Geçen hafta içinde, "İstanbul 2010 Kültür Başkenti için" özel olarak yapılan dev bir laterna, Yeniköy'deki Aya Paraşkevi Rum Ayazma'sında ilk kez gösterildi. Ve bu kentin geçmişiyle içiçe olan bu ilginç müzik aleti, Rum patriği Bartholomeos tarafından bizzat çalındı.
Laternayla ilişkili eski bir yazımı hatırladım, hayal-meyal... Arşive girip buldum. (O yazıyı hazırlamakta olduğum bir kitabıma alacağım.) Bizlerin bir zamanlar Nevizade Sokağı üzerindeki Lefter'in meyhanesinde dinleyip tanıdığımız bu enstrüman, artık unutuldu. Oysa o, tıpkı bir zamanlar Çiçek Pasajı'nı çınlatan madam Anahit'in akordeonu gibi, İstanbul tarihiyle özdeşti.
Bunun adı, elbette nostalji. Yani kayıp bir çağın özlemi. Ama kendi adıma, kör bir nostaljiye hiç inanmadım. Nostalji ancak akılla, mantıkla birlikte yürüdüğünde, gelecek için işaretler verip yollar çizdiğinde yararlıdır. Yoksa herkesin anıları kendine...
Laternayı, eski meyhaneleri, İnci pastanesini, Markiz, Rejans veya Degüstasyonu, Emek veya Alkazar sinemalarını koruma kaygılarımız da, böyle bir düşünceden kaynaklanıyor.
Bunların gerçek anlamının, temsil ettikleri uygarlık düzeyi ve yaşam lezzetinin hem bugünün gençleri tarafından da bilinmesinde yarar gördüğümüzden... Hem de bunlardan bugün bile somut ve pratik biçimde yarar sağlanabileceğine inandığımızdan...
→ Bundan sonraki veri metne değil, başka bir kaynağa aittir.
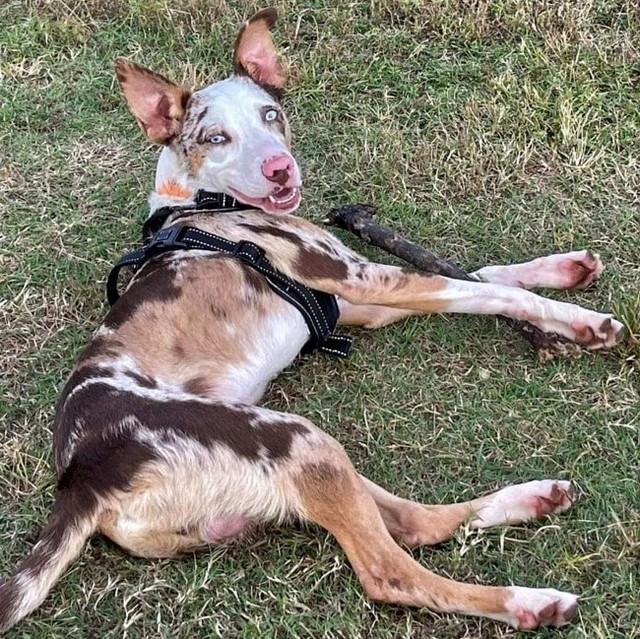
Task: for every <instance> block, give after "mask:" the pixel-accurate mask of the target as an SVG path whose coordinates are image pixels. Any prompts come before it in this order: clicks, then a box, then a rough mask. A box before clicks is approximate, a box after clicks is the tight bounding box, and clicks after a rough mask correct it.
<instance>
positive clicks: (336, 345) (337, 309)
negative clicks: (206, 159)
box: [107, 225, 352, 357]
mask: <svg viewBox="0 0 640 639" xmlns="http://www.w3.org/2000/svg"><path fill="white" fill-rule="evenodd" d="M188 249H203V250H207V251H219V252H221V253H225V254H227V255H231V256H233V257H235V258H237V259H239V260H240V261H241V262H242V263H244V264H247V265H248V266H250V267H251V268H253V269H255V270H256V271H258V273H260V274H262V275H263V276H264V277H265V279H266V281H267V283H268V284H269V287H270V288H271V289H272V290H273V291H274V292H275V293H277V294H278V295H279V296H280V297H282V299H284V300H286V301H287V302H289V303H290V304H292V305H293V306H295V307H296V308H297V309H298V311H299V312H300V313H301V314H302V317H303V318H304V320H305V322H306V324H307V327H308V328H309V333H310V337H309V341H308V342H307V343H306V344H305V345H304V347H303V348H302V353H303V354H307V353H311V352H313V351H314V350H319V351H320V352H322V353H329V354H331V355H338V356H340V357H346V356H347V355H348V354H349V349H350V348H351V341H352V340H351V338H350V337H347V336H346V335H334V334H333V330H334V329H335V327H336V324H337V323H338V318H339V316H340V311H339V309H338V303H337V301H336V297H335V295H331V294H329V293H324V292H323V291H318V290H315V289H312V288H309V287H308V286H305V285H304V284H301V283H300V282H297V281H296V280H293V279H291V278H290V277H287V276H286V275H284V274H283V273H280V271H277V270H276V269H275V268H273V266H272V265H271V262H269V261H268V260H267V259H266V258H265V256H264V255H265V253H264V250H263V249H262V248H260V247H259V246H258V245H257V244H254V243H253V242H246V241H241V242H231V241H230V240H227V239H225V238H224V237H220V236H218V235H213V233H208V232H207V231H202V230H200V229H198V228H195V227H191V226H179V225H174V226H170V227H168V228H166V229H161V230H160V231H158V232H157V233H156V234H155V235H154V236H153V238H152V239H151V241H150V242H149V243H148V244H147V245H146V246H143V247H141V248H139V249H136V250H135V251H133V252H131V253H128V254H127V255H125V256H124V257H123V258H122V259H121V260H120V261H119V262H118V263H117V264H116V265H115V266H114V267H113V269H111V272H110V273H109V277H108V278H107V299H108V300H109V304H110V305H111V306H113V305H114V304H115V303H116V302H117V301H118V298H119V297H120V295H119V293H118V276H119V274H120V270H121V269H122V268H124V267H132V268H135V269H138V268H140V267H141V266H142V265H143V264H144V263H145V262H147V261H148V260H150V259H151V258H153V257H155V256H157V255H160V254H162V253H167V252H169V251H179V250H188Z"/></svg>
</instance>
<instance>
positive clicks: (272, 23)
mask: <svg viewBox="0 0 640 639" xmlns="http://www.w3.org/2000/svg"><path fill="white" fill-rule="evenodd" d="M277 19H278V14H277V12H276V10H275V9H273V8H269V9H263V10H262V11H259V12H258V13H256V15H254V16H253V18H251V19H250V20H247V22H245V23H244V25H242V29H240V33H239V34H238V37H237V39H236V47H235V51H234V54H233V66H234V70H235V72H236V73H238V74H242V75H248V76H249V77H250V78H252V79H253V80H254V81H255V82H257V83H258V84H266V85H269V86H272V87H275V88H276V89H283V88H284V84H285V74H284V71H283V69H282V66H281V65H280V62H279V61H278V54H277V53H276V48H275V46H274V45H273V40H272V39H271V34H270V33H269V29H270V28H271V27H272V26H273V25H274V24H275V23H276V21H277Z"/></svg>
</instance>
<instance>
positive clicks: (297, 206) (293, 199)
mask: <svg viewBox="0 0 640 639" xmlns="http://www.w3.org/2000/svg"><path fill="white" fill-rule="evenodd" d="M230 190H231V191H232V192H233V195H234V197H236V198H237V199H238V200H240V201H241V202H243V203H244V204H249V205H251V206H255V207H256V208H258V209H262V210H263V211H264V212H265V213H271V214H272V215H288V214H289V213H293V211H295V210H296V209H297V208H298V206H300V201H301V200H302V191H301V189H300V187H298V186H293V187H287V188H282V189H280V190H279V191H278V192H277V193H272V194H270V195H268V196H267V197H249V196H248V195H245V194H244V193H242V192H241V191H238V190H237V189H234V188H233V187H231V188H230Z"/></svg>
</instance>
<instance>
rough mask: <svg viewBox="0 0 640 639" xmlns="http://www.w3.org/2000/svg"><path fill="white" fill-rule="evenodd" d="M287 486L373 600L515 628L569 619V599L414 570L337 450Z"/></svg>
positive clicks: (372, 503) (549, 590) (357, 475)
mask: <svg viewBox="0 0 640 639" xmlns="http://www.w3.org/2000/svg"><path fill="white" fill-rule="evenodd" d="M292 482H293V485H294V486H295V488H296V490H297V493H298V495H299V499H300V515H302V516H303V517H304V518H306V519H310V520H311V521H314V522H316V523H318V524H320V525H321V526H323V527H324V528H326V529H327V530H329V531H330V532H331V533H332V534H333V535H334V536H335V537H336V539H337V540H338V542H339V543H340V545H341V546H342V548H343V549H344V551H345V553H346V555H347V557H348V558H349V561H350V562H351V565H352V566H353V568H354V570H355V572H356V574H357V575H358V578H359V579H360V582H361V583H362V585H363V587H364V589H365V591H366V593H367V595H368V596H369V597H370V598H372V599H374V600H376V601H383V602H386V603H394V604H404V605H410V606H417V607H423V606H424V607H427V608H429V609H431V610H434V611H439V612H458V613H462V614H467V615H476V616H483V617H489V618H491V619H496V620H499V621H503V622H506V623H508V624H510V625H511V626H513V627H515V628H520V629H530V628H536V627H538V626H540V625H553V626H562V625H564V624H566V623H568V621H569V620H570V619H571V617H572V616H573V615H574V613H575V610H576V599H577V598H576V597H575V595H571V594H569V593H564V592H559V591H557V590H552V589H532V588H520V587H514V586H511V587H491V586H477V585H472V584H467V583H459V582H455V581H452V580H449V579H446V578H443V577H440V576H438V575H436V574H434V573H432V572H430V571H428V570H426V569H425V568H423V567H422V566H420V564H418V563H417V562H416V561H414V560H413V559H412V558H411V557H410V556H409V555H408V554H406V553H405V552H404V551H403V550H402V549H401V548H400V547H399V546H398V545H397V544H396V543H395V542H394V540H393V538H392V537H391V535H390V534H389V532H388V530H387V528H386V526H385V523H384V520H383V516H382V515H381V513H380V510H379V508H378V506H377V504H376V501H375V500H374V498H373V497H372V495H371V493H370V490H369V489H368V486H367V484H365V482H364V481H363V480H362V478H361V477H360V476H359V475H358V474H357V473H356V471H355V470H354V468H353V466H352V465H351V463H350V461H349V459H348V458H347V456H346V454H345V453H344V451H343V450H342V449H341V448H340V447H339V446H338V445H337V444H336V445H334V446H333V447H332V450H331V449H330V448H329V449H325V451H324V452H322V451H313V454H312V455H311V454H310V455H308V456H307V461H302V462H299V469H298V471H297V472H296V473H295V474H294V475H293V476H292Z"/></svg>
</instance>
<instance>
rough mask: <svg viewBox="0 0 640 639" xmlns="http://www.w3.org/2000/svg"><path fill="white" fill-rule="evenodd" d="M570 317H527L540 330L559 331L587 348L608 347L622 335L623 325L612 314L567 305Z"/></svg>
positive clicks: (618, 338)
mask: <svg viewBox="0 0 640 639" xmlns="http://www.w3.org/2000/svg"><path fill="white" fill-rule="evenodd" d="M567 306H569V307H571V309H567V310H568V311H569V312H570V313H571V315H572V318H568V319H567V320H566V321H563V320H559V319H558V320H556V319H544V320H536V319H532V318H528V319H529V321H530V322H531V323H532V324H535V325H536V326H537V327H538V328H539V329H540V330H543V331H545V332H546V333H559V334H560V335H564V336H565V337H568V338H569V339H570V340H572V341H574V342H576V343H577V344H580V345H581V346H584V347H585V348H586V349H588V350H597V349H599V348H610V347H612V346H615V345H616V344H617V343H618V342H619V341H620V338H621V337H622V334H623V332H624V325H623V324H622V322H619V321H618V320H615V319H613V315H609V314H606V313H596V312H595V311H589V310H587V309H584V308H581V307H579V306H575V305H574V304H570V305H567Z"/></svg>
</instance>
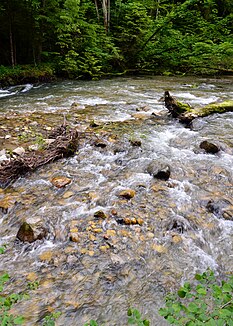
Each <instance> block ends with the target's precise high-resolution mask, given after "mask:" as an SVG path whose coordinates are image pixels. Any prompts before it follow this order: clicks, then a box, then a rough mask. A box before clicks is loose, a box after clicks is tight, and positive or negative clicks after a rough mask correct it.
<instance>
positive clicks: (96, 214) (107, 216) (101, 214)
mask: <svg viewBox="0 0 233 326" xmlns="http://www.w3.org/2000/svg"><path fill="white" fill-rule="evenodd" d="M94 217H95V218H102V219H105V218H107V217H108V216H107V215H106V214H105V213H104V212H103V211H97V212H95V213H94Z"/></svg>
Sinema salonlarına dönersek, insanların artık AVM veya mültiplekslere gittiğinden, bireysel ve büyük sinemaların ticari şansı kalmadığından söz ediliyor. Ama bunları farklı biçimde kullanmayı kimse akıl etmiyor. Beyoğlu, İstiklal Caddesi gibi adeta ortasından bir genç insan nehri akan bir yörede, bu salonlarda neler yapılmaz ki... Örneğin pop müziğin patlama halinde olduğu, hergün yeni bir albümün, yeni bir şarkıcının çıktığı günümüzde, bunları gençler için konser mekânları olarak kullanamaz mısınız?
Ben çoktan kapanan Saray'da sayısız dünya sanatçısını, Atlas'ta Adamo'yu dinlediğimizi, Emek'teki Barış Manço konserlerine çoluk-çocuk gittiğimizi hatırlıyorum. Her genç müzisyen Açıkhava, Küçük Çiftlik, Lütfi Kırdar veya Arena gibi dev mekânları dolduramaz ki... Buraları gündüzleri film, geceleri müzik, şov veya tiyatro için kullanabilirsiniz.
Paris'in yıllardır açık olan Olympia, Bobino, Moulin Rouge, Folies-Bergeres, Pleyel gibi konser ve rövü salonları gibi tıpkı... Ayrıca Elhamra, kapalı duran Yeni Melek gibi salonlar da buna uygun...
Gelin, elele verip düşünelim, taşınalım. İlgili bakanlık ve belediyeler de kolları sıvasın. Bu salonları bir kez yıkarsak, yerine aynısını yapamayız.
Oysa hep birlikte çabalarsak, Beyoğlu'nu gerçek bir sanat ve kültür merkezine, bitmeyen bir şölen mekânına çevirebiliriz. Bundan güzel bir hayal olur mu?